We described the white list above. A black list is a list of street names that you won’t accept mail from. If someone lives on 76th avenue and that street name is on the black list, I won’t accept anyone trying to send me mail from that street. While it is possible to be removed from the black list, a street name can be added there accidentally from some of the common reasons above. Normally a spam filtering service will detect the street names that need to be added to the black list. Without spam filtering services black lists would be much smaller and offer very little protection from spam. This is another important reason to use a hosted email spam filtering service. It helps build up this list that helps protect more people. When you mark an email message in Outlook as spam or junk, it only adds that sender to your local black list. This only helps in a very small way because the email address email@example.com is blocked but now Mr Junk sends you a message from firstname.lastname@example.org and it can still get through. Do yourself a favour and get real spam protection.
Why is a black list bad for businesses?
If a spammer has successfully infiltrated an email account for sending and they start using it to send messages that contain spam or viruses and these messages are flagged as spam by the receiving server, that server now sends your email servers IP address (street name) to a black list. When a street name has been added to a black list now everyone living with that domain name (street name) will begin to experience email not being received by their recipients. The reason is because as a basic defence, an email server will check black lists to prevent spammers that are trying to send emails in the manners described above defending your mailbox against the most common types of attacks. For a long time spammers have been using their own domain names because it allows them to electronically move to a different street name rendering the black lists temporarily useless. If a server knows that a spammer lives on a certain street name, they don’t accept email from anyone living on that street. If a business is added to a black lists now important emails are not getting to your customers. Imagine not being able to email quotes, invoices or losing customers.

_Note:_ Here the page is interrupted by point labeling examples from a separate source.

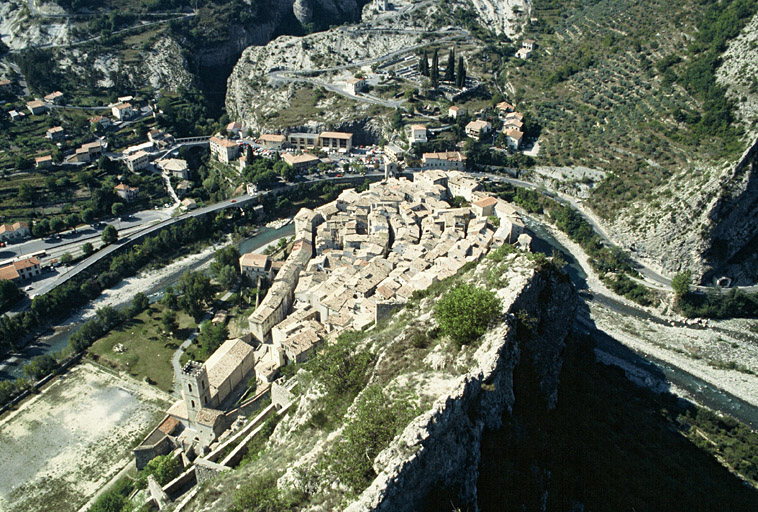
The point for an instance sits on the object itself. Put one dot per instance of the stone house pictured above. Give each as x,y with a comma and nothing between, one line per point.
224,150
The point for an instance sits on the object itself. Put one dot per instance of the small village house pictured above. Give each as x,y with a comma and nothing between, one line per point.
21,270
123,111
355,85
336,141
36,107
298,162
127,193
54,133
418,134
455,112
256,265
54,97
478,129
43,162
446,160
272,141
224,150
137,161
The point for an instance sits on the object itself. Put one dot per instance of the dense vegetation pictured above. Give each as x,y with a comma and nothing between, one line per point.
105,319
612,263
465,312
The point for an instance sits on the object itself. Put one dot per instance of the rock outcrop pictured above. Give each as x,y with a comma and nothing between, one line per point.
504,16
440,449
707,223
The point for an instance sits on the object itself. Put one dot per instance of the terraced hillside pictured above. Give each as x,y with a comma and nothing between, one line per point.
604,88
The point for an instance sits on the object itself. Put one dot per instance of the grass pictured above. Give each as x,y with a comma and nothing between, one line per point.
148,351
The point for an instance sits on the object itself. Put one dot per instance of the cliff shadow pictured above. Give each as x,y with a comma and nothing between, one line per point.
609,444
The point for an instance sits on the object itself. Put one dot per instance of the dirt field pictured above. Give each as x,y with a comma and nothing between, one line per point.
62,445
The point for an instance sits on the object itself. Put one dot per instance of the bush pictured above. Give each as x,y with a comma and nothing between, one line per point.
341,367
376,422
465,312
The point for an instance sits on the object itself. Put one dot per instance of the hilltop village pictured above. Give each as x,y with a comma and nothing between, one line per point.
354,262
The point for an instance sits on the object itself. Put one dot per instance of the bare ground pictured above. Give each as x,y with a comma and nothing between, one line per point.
62,445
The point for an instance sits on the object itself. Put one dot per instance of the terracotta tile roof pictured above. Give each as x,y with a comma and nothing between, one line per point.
487,201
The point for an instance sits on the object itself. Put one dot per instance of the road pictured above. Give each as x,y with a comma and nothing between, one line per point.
651,276
291,76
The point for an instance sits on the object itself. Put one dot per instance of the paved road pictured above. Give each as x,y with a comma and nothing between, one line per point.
650,275
290,76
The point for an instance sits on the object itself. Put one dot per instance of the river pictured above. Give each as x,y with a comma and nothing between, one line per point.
658,372
13,367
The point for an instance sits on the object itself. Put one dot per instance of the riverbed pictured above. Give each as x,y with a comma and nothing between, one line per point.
152,283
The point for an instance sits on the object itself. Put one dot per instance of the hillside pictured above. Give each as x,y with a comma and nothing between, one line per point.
384,418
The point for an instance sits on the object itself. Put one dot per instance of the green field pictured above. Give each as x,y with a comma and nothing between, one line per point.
148,350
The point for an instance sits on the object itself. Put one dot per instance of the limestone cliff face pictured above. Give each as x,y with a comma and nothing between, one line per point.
504,16
267,79
165,67
441,448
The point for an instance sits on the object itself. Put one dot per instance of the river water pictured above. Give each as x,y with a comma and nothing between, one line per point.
13,367
659,372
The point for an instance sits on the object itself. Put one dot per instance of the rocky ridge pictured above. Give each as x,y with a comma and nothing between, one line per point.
461,393
267,78
704,221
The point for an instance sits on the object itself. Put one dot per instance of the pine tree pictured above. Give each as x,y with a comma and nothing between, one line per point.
450,69
423,65
435,73
460,81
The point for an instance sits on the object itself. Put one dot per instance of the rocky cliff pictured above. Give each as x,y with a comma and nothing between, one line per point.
706,218
705,221
270,78
462,393
440,449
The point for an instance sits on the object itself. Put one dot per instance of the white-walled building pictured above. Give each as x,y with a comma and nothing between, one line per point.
224,150
418,134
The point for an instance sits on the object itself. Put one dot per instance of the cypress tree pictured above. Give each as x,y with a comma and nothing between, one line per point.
450,69
460,81
435,73
423,65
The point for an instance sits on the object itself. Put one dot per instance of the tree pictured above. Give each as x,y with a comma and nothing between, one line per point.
460,78
9,292
168,322
163,467
109,235
212,336
434,74
111,501
73,220
117,209
450,69
41,228
169,298
423,64
228,256
195,289
465,312
88,215
140,302
681,283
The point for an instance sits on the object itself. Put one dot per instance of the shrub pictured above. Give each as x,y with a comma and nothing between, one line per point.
465,312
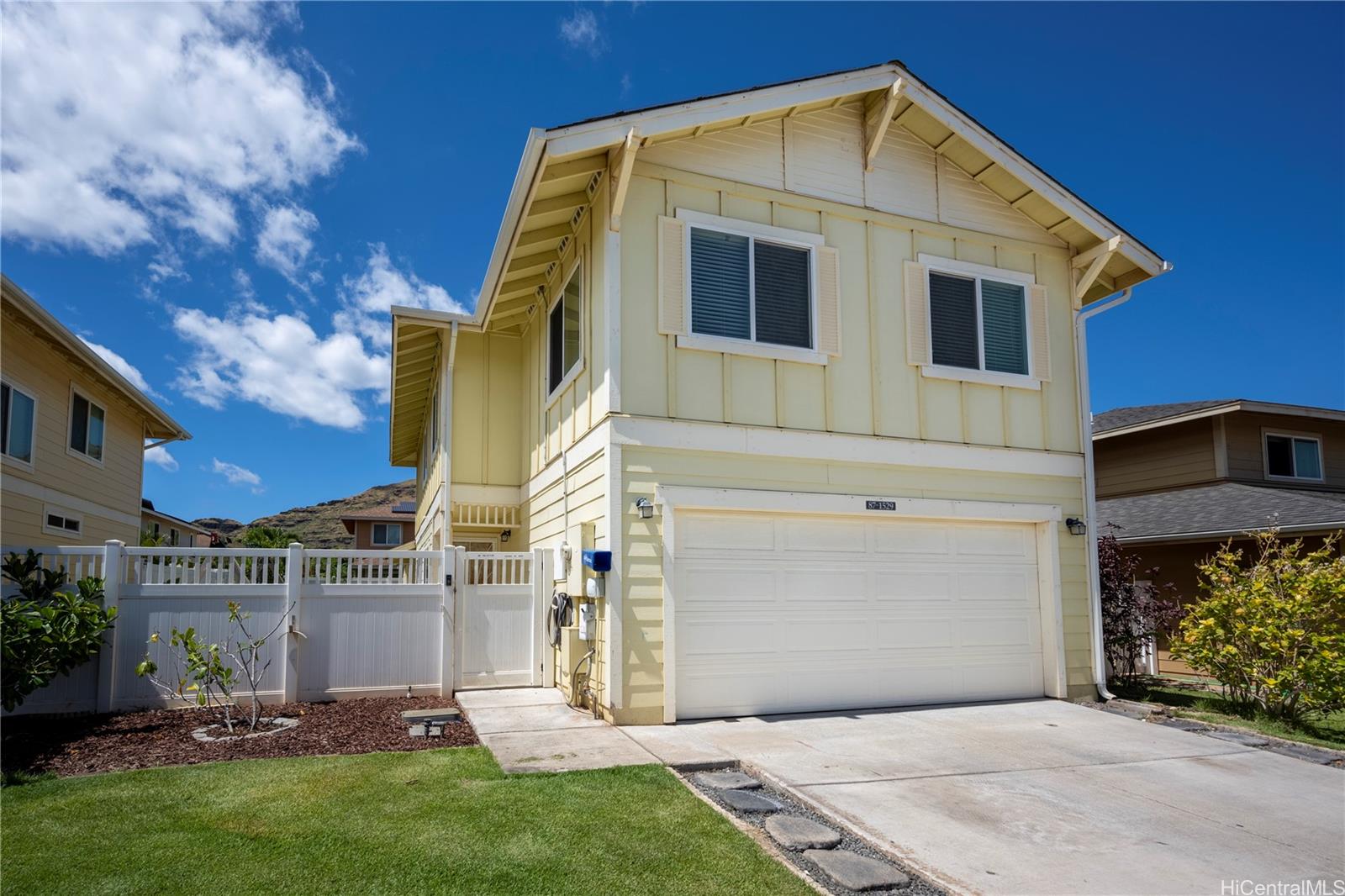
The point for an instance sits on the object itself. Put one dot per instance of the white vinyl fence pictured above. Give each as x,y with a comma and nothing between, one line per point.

I use my Junk Mail Filter, isn’t that enough?
Junk mail filters are great, probably a good line of defense if you live on a busy street like hotmail or gmail. To adequately protect ourselves from the situations outline above a spam filtering service is ideal. It helps protect the mailbox, the server and everyone that lives on the same street name. It is highly recommended that spam filtering services are used and if there are lot of people that can be affected from your domain name (street name) it is strongly recommended that it be used to protect everyone as a group. The damaging effects of a spammer infiltrating 1 mail box can wreak havoc in many ways over time.
Tips to protect yourself from spam?
1. Use non-descriptive names (house numbers)
2. Move away from heavily targeted streets (eg: gmail)
3. Change passwords every 30-60 days.
4. Protect your address book.
5. Protect your domain with spam filtering services.
6. Businesses should Implement inbound and outbound filtering services.